While deaths spiked again after the 2013 drop to 60 in 2014, SGI noted the most recent decrease was unique because of the decline in impaired driving-related injuries.
In 2013 there were 613 injuries, consistent with other years. In 2017, the injury number dropped to 340.
“This is not a one year thing,” Hargrave said.
“I’m very optimistic that Saskatchewan people are catching on. This will be the way it’s going to be, the trend will continue to decline.”
The minister, along with MADD and Saskatoon police chief Troy Cooper, attributed the decrease to increased enforcement and the “disappear” ad campaign — which shows photos of victims before their images vanish from their surroundings.
“They’re changing behaviours, and that’s very important,” MADD Canada national director Patricia Hynes-Coates said.
“This dramatic decrease in alcohol and drug-related crash deaths shows people are hearing the message.”
Several families who have lost loved ones to impaired drivers were at the ceremony.
Bonny Stevenson, who lost her son Quinn in Saskatoon in 2013, said she’s noticed a shift in how people think about securing a safe ride home.
“It’s what we’ve been working towards,” she said. “It’s really nice to see the change.”

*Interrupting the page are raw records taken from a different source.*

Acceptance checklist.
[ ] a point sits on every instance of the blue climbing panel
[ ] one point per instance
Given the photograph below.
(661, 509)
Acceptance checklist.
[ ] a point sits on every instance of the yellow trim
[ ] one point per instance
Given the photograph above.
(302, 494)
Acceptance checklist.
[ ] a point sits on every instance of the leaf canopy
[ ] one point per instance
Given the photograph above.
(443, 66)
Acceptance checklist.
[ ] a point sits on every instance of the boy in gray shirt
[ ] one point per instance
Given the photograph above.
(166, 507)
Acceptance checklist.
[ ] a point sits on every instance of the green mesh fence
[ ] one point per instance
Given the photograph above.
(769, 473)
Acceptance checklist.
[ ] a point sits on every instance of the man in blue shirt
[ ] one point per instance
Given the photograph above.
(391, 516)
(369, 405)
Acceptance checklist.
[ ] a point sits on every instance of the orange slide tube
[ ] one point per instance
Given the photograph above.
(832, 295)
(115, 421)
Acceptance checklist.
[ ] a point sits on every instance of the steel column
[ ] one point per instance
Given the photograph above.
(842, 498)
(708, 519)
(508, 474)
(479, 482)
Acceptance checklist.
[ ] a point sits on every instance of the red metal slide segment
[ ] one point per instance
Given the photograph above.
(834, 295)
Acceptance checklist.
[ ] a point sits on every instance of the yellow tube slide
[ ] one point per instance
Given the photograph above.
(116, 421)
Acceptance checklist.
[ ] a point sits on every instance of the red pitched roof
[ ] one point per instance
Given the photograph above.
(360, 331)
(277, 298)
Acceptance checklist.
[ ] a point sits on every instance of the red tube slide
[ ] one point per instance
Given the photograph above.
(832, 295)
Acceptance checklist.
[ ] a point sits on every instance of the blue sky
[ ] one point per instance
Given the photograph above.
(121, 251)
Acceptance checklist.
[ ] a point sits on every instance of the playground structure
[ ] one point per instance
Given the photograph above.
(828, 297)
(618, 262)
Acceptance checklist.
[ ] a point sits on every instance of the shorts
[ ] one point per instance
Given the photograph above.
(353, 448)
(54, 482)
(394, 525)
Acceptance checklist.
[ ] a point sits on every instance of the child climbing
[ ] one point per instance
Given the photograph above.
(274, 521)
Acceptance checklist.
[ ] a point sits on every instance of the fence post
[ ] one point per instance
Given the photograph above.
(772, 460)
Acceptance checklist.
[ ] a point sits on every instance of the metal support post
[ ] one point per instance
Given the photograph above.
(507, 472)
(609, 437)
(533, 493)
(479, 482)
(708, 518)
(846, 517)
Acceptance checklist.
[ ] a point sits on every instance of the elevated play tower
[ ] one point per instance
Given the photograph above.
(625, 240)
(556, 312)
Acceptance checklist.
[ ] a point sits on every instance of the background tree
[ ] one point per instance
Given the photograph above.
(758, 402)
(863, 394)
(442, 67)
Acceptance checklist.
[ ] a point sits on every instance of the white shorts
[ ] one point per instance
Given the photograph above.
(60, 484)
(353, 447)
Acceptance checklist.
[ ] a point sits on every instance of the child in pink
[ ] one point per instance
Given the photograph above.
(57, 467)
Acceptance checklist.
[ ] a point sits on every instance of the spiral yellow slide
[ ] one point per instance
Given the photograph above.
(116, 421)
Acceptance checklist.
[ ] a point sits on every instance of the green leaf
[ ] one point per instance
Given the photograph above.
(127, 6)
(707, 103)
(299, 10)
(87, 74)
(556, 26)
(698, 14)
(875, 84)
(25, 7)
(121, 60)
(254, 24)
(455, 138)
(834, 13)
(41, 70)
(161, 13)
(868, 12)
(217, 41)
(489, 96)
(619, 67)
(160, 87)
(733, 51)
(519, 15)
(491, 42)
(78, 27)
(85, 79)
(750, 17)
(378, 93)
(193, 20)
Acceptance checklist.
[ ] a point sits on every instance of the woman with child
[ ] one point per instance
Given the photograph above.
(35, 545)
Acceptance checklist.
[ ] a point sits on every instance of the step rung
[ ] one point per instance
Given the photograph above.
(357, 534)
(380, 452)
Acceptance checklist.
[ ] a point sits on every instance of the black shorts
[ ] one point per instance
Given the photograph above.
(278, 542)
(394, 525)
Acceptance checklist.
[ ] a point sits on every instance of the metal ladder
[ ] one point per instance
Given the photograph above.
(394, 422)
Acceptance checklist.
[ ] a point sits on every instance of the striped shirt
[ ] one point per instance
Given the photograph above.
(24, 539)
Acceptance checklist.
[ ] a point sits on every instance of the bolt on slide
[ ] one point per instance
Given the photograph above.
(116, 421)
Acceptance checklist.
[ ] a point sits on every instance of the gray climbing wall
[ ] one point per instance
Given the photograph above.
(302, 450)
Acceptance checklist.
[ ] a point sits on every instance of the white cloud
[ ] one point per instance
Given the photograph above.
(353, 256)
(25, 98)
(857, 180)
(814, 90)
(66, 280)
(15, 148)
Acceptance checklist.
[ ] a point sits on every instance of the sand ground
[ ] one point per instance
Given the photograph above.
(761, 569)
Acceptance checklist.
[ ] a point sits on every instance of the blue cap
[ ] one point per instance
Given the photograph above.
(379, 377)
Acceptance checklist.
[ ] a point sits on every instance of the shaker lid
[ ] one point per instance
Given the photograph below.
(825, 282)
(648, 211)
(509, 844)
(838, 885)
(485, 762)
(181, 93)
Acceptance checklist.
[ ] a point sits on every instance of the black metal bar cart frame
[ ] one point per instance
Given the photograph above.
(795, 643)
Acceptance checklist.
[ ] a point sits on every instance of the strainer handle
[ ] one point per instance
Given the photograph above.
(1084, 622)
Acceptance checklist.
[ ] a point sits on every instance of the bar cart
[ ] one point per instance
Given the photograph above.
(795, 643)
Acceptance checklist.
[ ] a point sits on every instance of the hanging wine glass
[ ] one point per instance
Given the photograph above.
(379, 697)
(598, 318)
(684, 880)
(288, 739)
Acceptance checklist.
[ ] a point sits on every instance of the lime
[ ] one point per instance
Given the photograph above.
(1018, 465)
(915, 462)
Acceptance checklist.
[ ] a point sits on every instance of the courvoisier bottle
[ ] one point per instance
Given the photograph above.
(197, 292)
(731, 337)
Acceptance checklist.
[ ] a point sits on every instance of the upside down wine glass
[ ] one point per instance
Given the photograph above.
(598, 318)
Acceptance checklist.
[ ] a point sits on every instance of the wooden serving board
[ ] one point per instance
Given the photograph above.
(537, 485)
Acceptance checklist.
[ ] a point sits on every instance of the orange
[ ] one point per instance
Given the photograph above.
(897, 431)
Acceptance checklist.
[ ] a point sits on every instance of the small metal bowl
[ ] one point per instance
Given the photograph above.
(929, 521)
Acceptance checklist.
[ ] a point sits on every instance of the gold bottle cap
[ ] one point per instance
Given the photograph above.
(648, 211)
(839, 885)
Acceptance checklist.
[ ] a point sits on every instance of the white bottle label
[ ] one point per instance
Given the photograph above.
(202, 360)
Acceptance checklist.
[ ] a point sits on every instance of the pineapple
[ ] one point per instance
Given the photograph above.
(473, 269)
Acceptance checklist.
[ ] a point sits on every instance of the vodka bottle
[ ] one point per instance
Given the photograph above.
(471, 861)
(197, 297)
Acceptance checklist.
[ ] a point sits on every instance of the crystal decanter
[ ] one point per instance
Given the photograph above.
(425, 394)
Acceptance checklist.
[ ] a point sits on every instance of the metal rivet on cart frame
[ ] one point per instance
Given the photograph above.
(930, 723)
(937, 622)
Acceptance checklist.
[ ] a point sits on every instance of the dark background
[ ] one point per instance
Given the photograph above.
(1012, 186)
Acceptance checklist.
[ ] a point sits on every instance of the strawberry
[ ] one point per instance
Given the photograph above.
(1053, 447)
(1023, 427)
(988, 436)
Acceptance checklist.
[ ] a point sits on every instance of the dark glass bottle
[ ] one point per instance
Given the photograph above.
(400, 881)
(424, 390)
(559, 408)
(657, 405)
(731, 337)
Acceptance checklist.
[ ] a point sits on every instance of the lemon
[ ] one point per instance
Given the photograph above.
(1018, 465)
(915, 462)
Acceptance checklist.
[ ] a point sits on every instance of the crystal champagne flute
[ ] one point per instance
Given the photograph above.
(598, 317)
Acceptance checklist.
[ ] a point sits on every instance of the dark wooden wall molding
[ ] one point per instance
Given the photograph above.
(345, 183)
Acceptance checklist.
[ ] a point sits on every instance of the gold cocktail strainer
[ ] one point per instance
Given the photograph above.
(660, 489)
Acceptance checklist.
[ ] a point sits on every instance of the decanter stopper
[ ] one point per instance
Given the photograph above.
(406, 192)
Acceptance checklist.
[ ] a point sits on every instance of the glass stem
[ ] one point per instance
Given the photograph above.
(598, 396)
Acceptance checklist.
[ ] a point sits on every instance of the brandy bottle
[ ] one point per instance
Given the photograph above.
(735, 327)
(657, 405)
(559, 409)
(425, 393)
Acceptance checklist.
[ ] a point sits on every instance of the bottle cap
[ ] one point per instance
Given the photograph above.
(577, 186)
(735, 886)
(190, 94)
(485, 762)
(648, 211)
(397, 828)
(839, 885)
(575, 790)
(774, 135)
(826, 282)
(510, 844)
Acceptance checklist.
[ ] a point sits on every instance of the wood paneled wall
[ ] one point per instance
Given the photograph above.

She and her husband have become tireless advocates against drunk driving, organizing baseball tournaments in memory of their son and speaking to groups about safe practices.
Stevenson said they don’t begrudge people drinking alcohol, as long as they have a plan.
“Quinn was a fun guy,” she said. “You’re allowed to have fun, but you have to be responsible.”
SGI’s 2017 statistics are preliminary numbers based off data from police services across the province, and could change based on reports from the coroner’s office.